Overview:
The project is a GUI application designed to simplify data tasks such as data cleaning, data engineering, and machine learning without the need for coding. It is primarily aimed at students and researchers who need to perform preliminary analysis on their datasets.
Features:
- Data Imports in CSV, JSON, XLSX, and HTML format: Users can easily import datasets in different file formats without any hassle.
- Null Values imputation: The application provides multiple options for handling null values, including fill forward, fill backward, fill median, fill mean, and drop.
- Preprocessors: Users can apply label encoding, normalization, and standardization to preprocess their datasets.
- Horizontal and Vertical Joins of Dataset: The application allows users to perform joins on datasets based on various criteria.
- Visualizations: Users can visualize their data using line charts, bar charts, pie charts, and histograms.

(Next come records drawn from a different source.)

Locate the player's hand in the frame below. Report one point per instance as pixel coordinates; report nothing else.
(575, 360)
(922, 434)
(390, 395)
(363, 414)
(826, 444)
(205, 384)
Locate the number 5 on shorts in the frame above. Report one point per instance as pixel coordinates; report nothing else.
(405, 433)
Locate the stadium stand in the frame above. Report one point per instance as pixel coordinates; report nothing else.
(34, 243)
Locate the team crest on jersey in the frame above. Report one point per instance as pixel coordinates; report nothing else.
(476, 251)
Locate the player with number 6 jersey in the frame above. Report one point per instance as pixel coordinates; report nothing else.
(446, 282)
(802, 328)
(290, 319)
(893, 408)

- View dataset as a table: Users can view their datasets in a tabular format for easy analysis.
- Regression Algorithms supported: Linear Regression, Support Vector Machine (SVM), Decision Trees, Random Forest, and K-Nearest Neighbors (KNN) algorithms are available for regression analysis.

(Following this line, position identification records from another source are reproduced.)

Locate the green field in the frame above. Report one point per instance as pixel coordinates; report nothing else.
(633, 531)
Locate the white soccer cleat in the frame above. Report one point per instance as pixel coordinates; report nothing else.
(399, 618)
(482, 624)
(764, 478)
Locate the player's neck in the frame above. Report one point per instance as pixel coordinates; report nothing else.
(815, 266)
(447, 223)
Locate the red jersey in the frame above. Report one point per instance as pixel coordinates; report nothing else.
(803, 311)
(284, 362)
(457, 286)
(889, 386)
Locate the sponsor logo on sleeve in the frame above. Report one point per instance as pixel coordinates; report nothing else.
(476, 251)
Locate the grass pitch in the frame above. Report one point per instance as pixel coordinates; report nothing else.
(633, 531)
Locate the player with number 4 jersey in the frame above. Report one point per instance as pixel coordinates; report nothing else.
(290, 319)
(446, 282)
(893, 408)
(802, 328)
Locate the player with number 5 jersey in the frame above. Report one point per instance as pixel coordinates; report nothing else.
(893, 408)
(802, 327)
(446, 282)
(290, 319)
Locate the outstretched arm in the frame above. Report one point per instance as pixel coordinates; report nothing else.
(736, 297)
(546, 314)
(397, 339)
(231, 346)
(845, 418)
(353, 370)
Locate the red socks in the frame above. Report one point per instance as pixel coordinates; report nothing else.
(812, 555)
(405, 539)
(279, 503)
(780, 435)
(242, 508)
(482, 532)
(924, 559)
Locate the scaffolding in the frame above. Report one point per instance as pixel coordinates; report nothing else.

- Classification Algorithms supported: Logistic Regression, Support Vector Machine (SVM), Decision Trees, Random Forest, and K-Nearest Neighbors (KNN) algorithms are available for classification analysis.

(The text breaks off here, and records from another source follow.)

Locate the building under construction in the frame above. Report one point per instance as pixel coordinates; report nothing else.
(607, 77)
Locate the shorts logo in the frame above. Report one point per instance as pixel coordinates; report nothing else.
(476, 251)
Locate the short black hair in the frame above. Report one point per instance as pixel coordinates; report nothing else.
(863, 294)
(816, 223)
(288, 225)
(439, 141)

- Data Exports in CSV, JSON, XLSX, and HTML format: Users can export their processed datasets in different file formats.
Summary:
The project is a user-friendly GUI application that enables users to perform data-related tasks without needing to write any code. It offers features such as data imports in various formats, null value imputation, preprocessors, dataset joins, visualizations, regression and classification algorithms support, and data exports. The installation process involves setting up Docker and executing a script. This tool is particularly useful for students and researchers who want to quickly analyze and prototype their datasets.